40 % du chiffre d'affaires sur les médicaments
Si l'ouverture de la méga pharmacie est allée jusqu’à susciter l'intérêt de la presse grand public, les ambitions des Vandermersch sont bien connues du microcosme havrais, et ce depuis longtemps. Avant de s'installer entre deux boutiques de prêt-à-porter, les deux officinaux menaient déjà une stratégie commerciale agressive dans les 380 mètres carrés de leur précédent établissement. « Leur politique de prix faisait déjà souffrir leurs concurrents », confirme Marie-Hélène Lalande, présidente de la Fédération des syndicats pharmaceutiques de France (FSPF) de Seine-Maritime. Si l'organisation qu'elle représente ne pouvait s'opposer au transfert de l'officine, cela ne l'empêche pas de juger sévèrement la nature même du projet. « Ce qui me dérange, c'est que cette pharmacie ne réalise que 40 % de son chiffre d'affaires sur les médicaments. Ce tournant n'est pas celui prôné par la FSPF. Il est bien sûr nécessaire d'avoir une taille suffisante pour mener certaines activités, mais à ce point-là, cela risque de faire souffrir toutes les officines de la partie basse de la ville. »

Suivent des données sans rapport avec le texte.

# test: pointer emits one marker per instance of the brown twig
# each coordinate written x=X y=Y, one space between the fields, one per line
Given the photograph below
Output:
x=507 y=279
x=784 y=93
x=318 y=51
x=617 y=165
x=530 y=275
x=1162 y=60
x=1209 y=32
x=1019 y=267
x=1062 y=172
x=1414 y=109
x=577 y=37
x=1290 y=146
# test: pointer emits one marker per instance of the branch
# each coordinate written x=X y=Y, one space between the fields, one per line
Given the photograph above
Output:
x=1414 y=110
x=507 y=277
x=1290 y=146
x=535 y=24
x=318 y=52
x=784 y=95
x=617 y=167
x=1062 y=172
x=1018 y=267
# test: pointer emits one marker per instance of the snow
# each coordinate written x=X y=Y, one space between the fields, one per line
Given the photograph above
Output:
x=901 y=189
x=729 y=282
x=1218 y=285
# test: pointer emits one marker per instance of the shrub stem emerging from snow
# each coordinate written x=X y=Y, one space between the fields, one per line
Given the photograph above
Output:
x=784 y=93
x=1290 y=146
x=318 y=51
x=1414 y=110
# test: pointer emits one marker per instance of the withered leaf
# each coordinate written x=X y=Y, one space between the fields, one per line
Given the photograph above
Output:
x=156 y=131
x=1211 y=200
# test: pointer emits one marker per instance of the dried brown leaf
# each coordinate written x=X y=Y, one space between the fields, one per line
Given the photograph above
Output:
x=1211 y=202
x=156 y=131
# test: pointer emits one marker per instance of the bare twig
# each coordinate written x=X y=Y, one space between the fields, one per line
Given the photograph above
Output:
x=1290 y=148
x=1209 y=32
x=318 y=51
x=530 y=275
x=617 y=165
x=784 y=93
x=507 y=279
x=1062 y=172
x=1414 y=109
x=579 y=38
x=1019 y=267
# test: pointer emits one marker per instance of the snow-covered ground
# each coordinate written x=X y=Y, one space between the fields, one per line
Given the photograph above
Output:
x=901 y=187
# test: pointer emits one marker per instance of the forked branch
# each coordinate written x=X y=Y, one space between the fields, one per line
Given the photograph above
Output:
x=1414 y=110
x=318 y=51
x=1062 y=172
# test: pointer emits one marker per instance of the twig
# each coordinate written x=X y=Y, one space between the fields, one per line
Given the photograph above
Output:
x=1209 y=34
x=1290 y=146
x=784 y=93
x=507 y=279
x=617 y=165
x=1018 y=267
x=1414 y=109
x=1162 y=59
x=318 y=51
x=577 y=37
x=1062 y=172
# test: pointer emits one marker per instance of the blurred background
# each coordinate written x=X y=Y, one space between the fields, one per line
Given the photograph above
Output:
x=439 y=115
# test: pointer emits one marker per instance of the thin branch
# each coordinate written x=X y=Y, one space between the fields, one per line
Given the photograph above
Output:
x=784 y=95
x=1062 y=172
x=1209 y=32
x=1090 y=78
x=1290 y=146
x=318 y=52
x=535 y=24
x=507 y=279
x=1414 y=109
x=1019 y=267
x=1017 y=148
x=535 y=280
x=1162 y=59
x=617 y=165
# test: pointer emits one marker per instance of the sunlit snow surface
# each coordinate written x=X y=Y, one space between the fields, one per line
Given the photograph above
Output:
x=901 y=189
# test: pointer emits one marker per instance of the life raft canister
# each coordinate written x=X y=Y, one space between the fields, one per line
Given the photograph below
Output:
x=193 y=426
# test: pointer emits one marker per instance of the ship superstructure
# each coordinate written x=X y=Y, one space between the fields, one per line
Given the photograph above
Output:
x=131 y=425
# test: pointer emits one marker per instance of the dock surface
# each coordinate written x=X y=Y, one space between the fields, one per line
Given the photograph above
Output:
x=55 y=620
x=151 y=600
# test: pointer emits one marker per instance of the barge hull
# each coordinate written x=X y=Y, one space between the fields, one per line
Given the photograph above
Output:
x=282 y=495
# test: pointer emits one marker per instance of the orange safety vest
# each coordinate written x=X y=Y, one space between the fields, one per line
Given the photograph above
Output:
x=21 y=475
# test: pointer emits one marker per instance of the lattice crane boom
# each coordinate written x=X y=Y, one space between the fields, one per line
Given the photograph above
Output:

Au milieu des trois seules étagères de son officine, Laurence** guette l'arrivée d'un patient depuis une bonne dizaine de minutes. « Nous ne sommes plus ouverts que 35 heures par semaine. La baisse de l'activité est constante depuis 3 ans. » Salariée d'une petite officine du centre-ville, Laurence conseille surtout une patientèle fidèle et âgée, difficile de s'adapter à certaines évolutions. « Celui qui a besoin d'un Doliprane entre midi et deux, il va chez Coty. Le prix du stationnement est prohibitif devant mon établissement, alors qu'eux bénéficient du parking souterrain du centre commercial. » L'officinale n'a pu s'empêcher d'aller faire un tour à Coty pour le premier jour d'ouverture. « On rigole en voyant les prix, déclare-t-elle ironiquement. Ils vendent des produits moins cher que ce que nous les achetons. » Depuis plusieurs mois, plus aucun produit de parapharmacie n'est vendu dans la pharmacie où travaille Laurence.
« J'ai fait des travaux et changé de groupement »

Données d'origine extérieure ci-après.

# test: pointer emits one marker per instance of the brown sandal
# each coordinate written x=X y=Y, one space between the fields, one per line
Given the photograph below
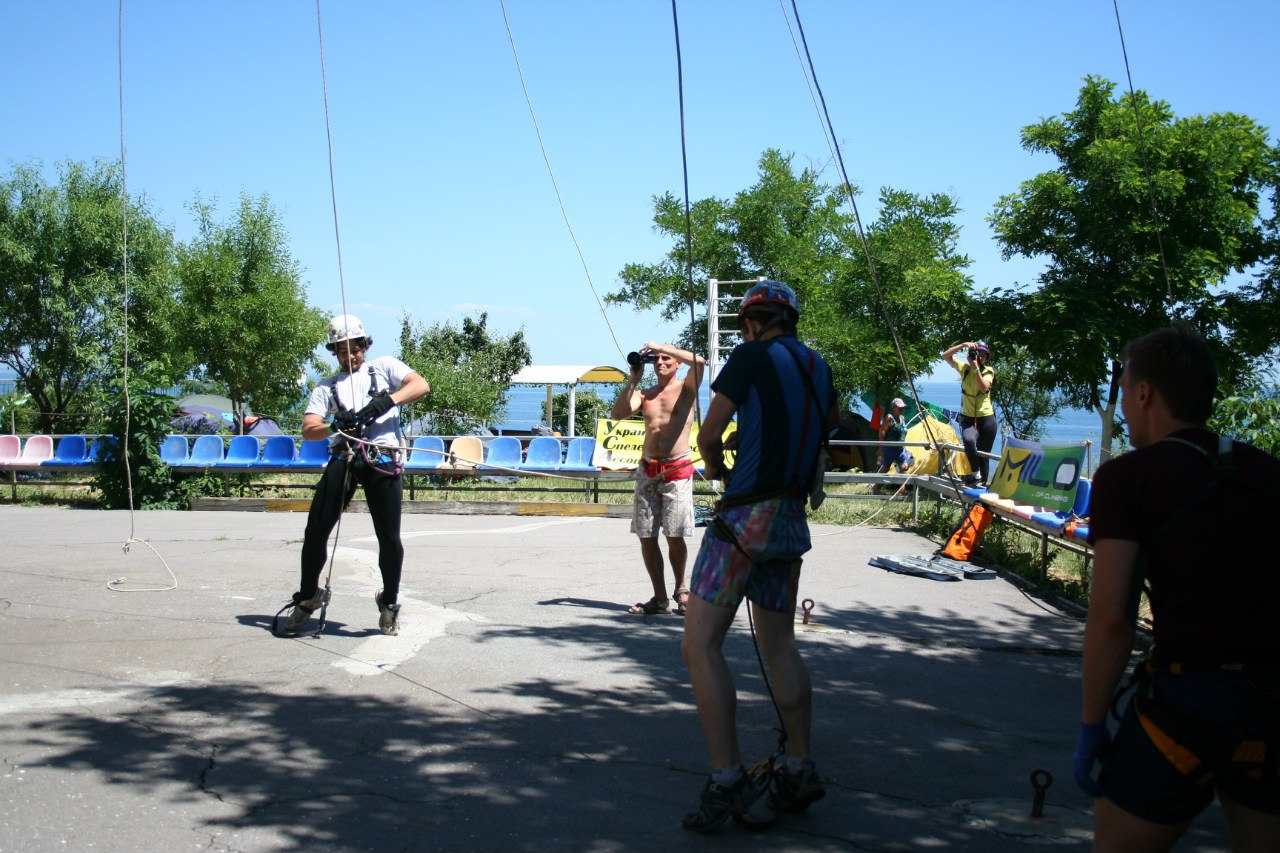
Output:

À moins de 100 mètres à vol d'oiseau de l'entrée principale de l'espace Coty, la pharmacie Thiers accueille, elle, ses derniers patients de la journée. Le projet de son imposant voisin a conduit le gérant des lieux, Vincent Morisse, à prendre certaines décisions. « J'étais inquiet en apprenant la nouvelle, alors j'ai fait des travaux pour m'agrandir et j'ai changé de groupement. » Mieux armé face à son concurrent, Vincent Morisse attend désormais de voir sur le long terme, même si l'ouverture de son imposant voisin a pour l'instant un effet inattendu. « À ma grande surprise, je constate une augmentation de l'affluence depuis le 1er avril, surtout sur les ordonnances. Comme il y a trop d'attente là-bas, les personnes qui ont besoin de médicaments sous prescription préfèrent venir ici. » Vingt-deux caisses sont pourtant dédiées aux seules ordonnances dans la pharmacie de l'espace Coty, et Frédéric Vandermersch réfute l'observation de son confrère. « Au contraire, depuis lundi le nombre d'ordonnances est en augmentation si on le compare avec la semaine précédente, quand nous étions encore dans nos anciens locaux. » Depuis sa pharmacie, Laurence ne veut pas jouer les arbitres, mais récemment elle a reçu un homme qui revenait de l'espace Coty une ordonnance à la main. « Ils n'avaient pas en stock le médicament en question alors que moi je l'avais, s'étonne-t-elle encore. Vu la taille de leur réserve, c'est quand même incroyable. »
* La plus grande pharmacie de France se situe à Roissy-en-Brie (Seine-et-Marne), elle devait atteindre les 4 200 mètres carrés au printemps.
** Le prénom a été volontairement modifié.